In a call with Turkish President Recep Tayyip Erdogan, Putin alleged that Kyiv authorities, encouraged by Western supporters, had destroyed the dam and were escalating “war crimes, openly using terrorist methods and staging acts of sabotage on Russian territory”, the Kremlin said in its account of the call.
Erdogan has proposed a commission of inquiry into the dam’s destruction, the presidential office in Ankara said, following separate telephone conversations with Putin and Zelenskyy on Wednesday.
It remains unclear how the dam disaster would affect the war and Ukraine’s planned counteroffensive against Russian forces, but Kyiv said on Wednesday that its troops had advanced more than 1km (just over half a mile) around the ruined city of Bakhmut in eastern Ukraine.
Reports of the advance were the most explicit claim of battlefield progress by Ukraine since Russia said that the Ukrainian counteroffensive had begun – unannounced – earlier this week.
Oleksiy Danilov, secretary of Ukraine’s national security council, said assaults under way were still localised, and the full-scale offensive has yet to begin, adding that the public would know when the counteroffensive starts.
“Our troops have switched from defence to the offensive in the direction of Bakhmut,” Ukrainian Deputy Defence Minister Hanna Maliar said on Telegram.
Russia’s defence ministry confirmed eight Ukrainian attempts to attack near Bakhmut but said that all had been repelled.
Addressing the issue of the dam’s destruction as Kyiv and Moscow trade blame, the Institute for the Study of War (ISW), a Washington, DC-based think tank, said Russia has “a greater and clearer interest in flooding the lower [Dnipro] despite the damage to their own prepared defensive positions”.
Believing that Ukraine had already begun its counteroffensive, the ISW said, Russian forces may have thought breaching the dam could cover their possible retreat and delay Ukraine’s advance.
However, the flooding is now heavily disrupting Russia’s prepared defensive positions along the occupied bank of the Dnipro river, the ISW said on Thursday.
Near-infrared imagery captured at 0400 am ET on June 7 indicates that flooding is heavily disrupting prepared Russian defensive positions on the east bank of the #Dnipro River – especially affecting Russian first-line positions in Hola Prystan & Oleshky. https://t.co/W6mPtd0HgQ https://t.co/ai9DXhGgrC pic.twitter.com/7A4tXHzqdb
— ISW (@TheStudyofWar) June 8, 2023
“The flooding has destroyed many Russian first-line field fortifications that the Russian military intended to use to defend against Ukrainian attacks,” the ISW added.
Authorities are now warning of the impact on global hunger and the environment due to the dam’s destruction with the UN’s World Food Programme (WFP) warning that the flooding could destroy crops and lead to greater hunger worldwide.
Ukraine’s agriculture ministry said that it expects about 10,000 hectares (38.6 square miles) of agricultural land on the northern bank of the Dnipro river in the Kherson region to be flooded, according to initial estimates.
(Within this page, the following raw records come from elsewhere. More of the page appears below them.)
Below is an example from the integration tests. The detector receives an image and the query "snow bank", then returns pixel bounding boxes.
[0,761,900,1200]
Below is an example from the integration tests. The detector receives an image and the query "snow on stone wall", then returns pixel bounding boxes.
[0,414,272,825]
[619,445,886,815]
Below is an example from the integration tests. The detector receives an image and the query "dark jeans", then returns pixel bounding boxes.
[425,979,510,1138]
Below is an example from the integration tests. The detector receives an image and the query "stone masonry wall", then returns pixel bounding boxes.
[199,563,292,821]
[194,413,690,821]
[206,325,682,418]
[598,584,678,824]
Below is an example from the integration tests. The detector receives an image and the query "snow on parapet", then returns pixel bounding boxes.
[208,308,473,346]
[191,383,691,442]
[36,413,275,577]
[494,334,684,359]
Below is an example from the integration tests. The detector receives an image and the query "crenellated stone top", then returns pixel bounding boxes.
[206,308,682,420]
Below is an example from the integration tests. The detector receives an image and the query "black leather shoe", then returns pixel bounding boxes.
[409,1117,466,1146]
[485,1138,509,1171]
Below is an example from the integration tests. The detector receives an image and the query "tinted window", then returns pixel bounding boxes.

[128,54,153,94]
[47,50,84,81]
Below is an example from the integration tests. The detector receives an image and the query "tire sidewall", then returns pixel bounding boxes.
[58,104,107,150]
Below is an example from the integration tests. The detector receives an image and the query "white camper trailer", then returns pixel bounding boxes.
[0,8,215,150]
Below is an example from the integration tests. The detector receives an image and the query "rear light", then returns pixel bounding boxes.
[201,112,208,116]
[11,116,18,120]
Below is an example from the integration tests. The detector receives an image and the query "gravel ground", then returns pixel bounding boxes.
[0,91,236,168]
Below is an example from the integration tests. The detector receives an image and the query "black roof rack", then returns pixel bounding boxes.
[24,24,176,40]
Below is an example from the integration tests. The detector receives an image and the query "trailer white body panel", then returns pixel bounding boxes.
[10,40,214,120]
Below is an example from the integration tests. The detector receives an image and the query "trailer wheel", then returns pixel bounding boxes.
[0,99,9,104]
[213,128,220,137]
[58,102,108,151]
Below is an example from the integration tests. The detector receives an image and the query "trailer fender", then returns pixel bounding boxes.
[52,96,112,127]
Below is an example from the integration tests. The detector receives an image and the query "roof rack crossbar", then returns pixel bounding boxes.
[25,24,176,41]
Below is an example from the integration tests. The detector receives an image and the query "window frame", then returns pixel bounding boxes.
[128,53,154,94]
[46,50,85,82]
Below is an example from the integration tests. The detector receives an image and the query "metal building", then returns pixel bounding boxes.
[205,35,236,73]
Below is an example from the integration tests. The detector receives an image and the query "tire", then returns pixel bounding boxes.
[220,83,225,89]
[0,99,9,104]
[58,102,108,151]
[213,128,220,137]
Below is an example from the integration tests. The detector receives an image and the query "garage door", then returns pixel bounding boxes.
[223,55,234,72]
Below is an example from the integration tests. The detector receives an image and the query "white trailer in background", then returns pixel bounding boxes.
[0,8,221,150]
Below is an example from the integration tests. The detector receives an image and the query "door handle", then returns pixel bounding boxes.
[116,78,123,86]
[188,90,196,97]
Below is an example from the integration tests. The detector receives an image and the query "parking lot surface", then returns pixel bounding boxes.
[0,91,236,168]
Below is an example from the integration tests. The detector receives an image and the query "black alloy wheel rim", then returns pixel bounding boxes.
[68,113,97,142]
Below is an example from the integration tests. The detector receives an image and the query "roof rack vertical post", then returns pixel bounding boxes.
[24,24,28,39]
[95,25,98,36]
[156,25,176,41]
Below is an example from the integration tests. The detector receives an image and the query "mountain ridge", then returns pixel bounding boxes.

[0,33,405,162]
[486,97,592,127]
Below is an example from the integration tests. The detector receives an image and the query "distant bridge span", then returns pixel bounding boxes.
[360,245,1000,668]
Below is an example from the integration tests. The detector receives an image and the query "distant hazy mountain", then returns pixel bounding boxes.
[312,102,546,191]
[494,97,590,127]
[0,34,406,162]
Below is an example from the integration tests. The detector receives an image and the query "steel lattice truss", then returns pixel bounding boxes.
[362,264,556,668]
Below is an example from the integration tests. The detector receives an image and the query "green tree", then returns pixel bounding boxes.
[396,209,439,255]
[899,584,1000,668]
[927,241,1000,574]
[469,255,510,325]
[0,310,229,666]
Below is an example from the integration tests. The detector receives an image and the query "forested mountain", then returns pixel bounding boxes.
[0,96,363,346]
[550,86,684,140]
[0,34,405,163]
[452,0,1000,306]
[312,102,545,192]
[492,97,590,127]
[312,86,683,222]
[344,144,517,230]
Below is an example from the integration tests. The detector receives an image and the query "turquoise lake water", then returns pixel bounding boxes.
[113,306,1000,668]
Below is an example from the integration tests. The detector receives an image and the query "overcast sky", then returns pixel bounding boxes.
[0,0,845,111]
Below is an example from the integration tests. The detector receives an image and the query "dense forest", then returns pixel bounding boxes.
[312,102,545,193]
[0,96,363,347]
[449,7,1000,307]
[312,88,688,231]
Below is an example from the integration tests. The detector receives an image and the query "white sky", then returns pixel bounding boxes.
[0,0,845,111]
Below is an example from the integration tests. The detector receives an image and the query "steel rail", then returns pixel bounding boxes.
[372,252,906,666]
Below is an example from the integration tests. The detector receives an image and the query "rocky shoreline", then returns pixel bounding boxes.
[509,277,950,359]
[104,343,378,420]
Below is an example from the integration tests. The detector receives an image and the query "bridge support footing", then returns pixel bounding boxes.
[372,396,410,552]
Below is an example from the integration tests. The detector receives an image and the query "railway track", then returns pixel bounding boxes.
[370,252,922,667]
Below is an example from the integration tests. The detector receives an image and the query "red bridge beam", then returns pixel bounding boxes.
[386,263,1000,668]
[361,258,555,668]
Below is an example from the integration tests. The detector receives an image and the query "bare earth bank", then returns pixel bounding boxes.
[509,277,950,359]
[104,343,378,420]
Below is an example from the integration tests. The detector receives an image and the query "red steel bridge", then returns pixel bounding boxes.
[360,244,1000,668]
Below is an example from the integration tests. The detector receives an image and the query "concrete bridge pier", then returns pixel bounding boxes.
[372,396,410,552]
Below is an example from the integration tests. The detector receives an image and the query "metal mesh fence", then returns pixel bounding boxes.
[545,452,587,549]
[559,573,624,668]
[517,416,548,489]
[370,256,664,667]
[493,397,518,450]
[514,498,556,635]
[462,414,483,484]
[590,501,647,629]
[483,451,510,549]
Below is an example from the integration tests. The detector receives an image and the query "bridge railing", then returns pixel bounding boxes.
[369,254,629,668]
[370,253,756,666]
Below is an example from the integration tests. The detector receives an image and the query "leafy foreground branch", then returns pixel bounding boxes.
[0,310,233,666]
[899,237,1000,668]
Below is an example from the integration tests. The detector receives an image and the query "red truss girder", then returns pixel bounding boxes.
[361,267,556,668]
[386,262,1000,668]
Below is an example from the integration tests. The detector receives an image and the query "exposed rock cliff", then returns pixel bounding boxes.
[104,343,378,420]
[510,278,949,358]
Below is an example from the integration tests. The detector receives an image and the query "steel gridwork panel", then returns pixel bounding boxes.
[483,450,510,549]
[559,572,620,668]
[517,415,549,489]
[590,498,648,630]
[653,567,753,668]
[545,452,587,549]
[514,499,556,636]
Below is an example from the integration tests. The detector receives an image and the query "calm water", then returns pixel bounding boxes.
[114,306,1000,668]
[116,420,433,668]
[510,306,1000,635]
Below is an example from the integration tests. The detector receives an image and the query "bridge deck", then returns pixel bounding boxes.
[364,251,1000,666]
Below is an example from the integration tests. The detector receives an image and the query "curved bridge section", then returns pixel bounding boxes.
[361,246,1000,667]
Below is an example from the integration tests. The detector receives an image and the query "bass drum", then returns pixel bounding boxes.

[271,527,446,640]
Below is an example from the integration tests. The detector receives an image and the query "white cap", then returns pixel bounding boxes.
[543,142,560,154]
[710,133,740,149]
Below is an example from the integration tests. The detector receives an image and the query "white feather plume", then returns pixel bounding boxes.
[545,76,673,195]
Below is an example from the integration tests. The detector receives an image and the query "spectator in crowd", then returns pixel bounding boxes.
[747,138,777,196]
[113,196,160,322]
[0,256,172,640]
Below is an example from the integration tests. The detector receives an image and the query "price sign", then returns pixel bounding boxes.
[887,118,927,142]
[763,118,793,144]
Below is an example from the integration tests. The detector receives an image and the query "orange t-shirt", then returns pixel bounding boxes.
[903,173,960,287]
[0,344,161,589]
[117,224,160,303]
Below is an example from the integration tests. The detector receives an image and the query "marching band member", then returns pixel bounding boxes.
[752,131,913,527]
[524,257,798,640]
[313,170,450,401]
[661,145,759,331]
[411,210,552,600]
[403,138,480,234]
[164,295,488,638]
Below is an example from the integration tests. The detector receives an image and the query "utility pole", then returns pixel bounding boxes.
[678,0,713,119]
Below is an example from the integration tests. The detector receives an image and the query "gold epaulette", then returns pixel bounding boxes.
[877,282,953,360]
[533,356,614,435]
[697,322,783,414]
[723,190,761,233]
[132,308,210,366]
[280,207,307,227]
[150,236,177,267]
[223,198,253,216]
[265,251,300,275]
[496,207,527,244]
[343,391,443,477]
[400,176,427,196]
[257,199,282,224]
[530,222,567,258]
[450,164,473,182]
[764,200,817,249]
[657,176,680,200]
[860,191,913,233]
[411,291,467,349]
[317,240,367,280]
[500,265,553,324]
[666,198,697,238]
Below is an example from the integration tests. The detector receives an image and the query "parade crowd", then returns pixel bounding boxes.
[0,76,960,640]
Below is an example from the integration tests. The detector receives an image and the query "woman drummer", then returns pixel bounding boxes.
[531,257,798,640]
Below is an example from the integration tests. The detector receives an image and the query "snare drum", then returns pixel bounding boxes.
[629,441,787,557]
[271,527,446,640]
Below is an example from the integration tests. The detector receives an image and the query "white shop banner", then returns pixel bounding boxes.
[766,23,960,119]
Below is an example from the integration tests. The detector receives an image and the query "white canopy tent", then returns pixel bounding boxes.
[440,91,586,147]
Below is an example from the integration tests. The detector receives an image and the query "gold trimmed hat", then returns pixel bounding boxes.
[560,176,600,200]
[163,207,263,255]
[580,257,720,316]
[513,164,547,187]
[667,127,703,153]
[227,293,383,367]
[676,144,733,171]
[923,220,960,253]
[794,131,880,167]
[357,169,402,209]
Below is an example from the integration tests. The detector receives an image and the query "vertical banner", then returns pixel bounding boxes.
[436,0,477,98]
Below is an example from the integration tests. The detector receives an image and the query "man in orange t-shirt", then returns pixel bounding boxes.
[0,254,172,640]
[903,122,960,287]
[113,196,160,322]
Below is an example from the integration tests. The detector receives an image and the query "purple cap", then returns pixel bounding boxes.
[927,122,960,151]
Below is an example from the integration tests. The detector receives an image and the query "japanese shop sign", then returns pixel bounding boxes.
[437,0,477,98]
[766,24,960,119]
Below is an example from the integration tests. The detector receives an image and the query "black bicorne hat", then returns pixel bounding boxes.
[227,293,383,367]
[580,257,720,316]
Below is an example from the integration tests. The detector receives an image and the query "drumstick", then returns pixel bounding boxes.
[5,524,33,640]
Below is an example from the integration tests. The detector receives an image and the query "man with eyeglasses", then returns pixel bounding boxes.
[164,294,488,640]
On the southern bank, in the Russian-occupied region, this area will be flooded many times, the ministry said on its website.
Environmental organisation Greenpeace also warned of enormous damage to the country’s water supply and food security.
“Due to the scale of the disaster […] there will be inevitable impacts on the water supply for millions of people and agriculture during the coming summer months and beyond,” Greenpeace said.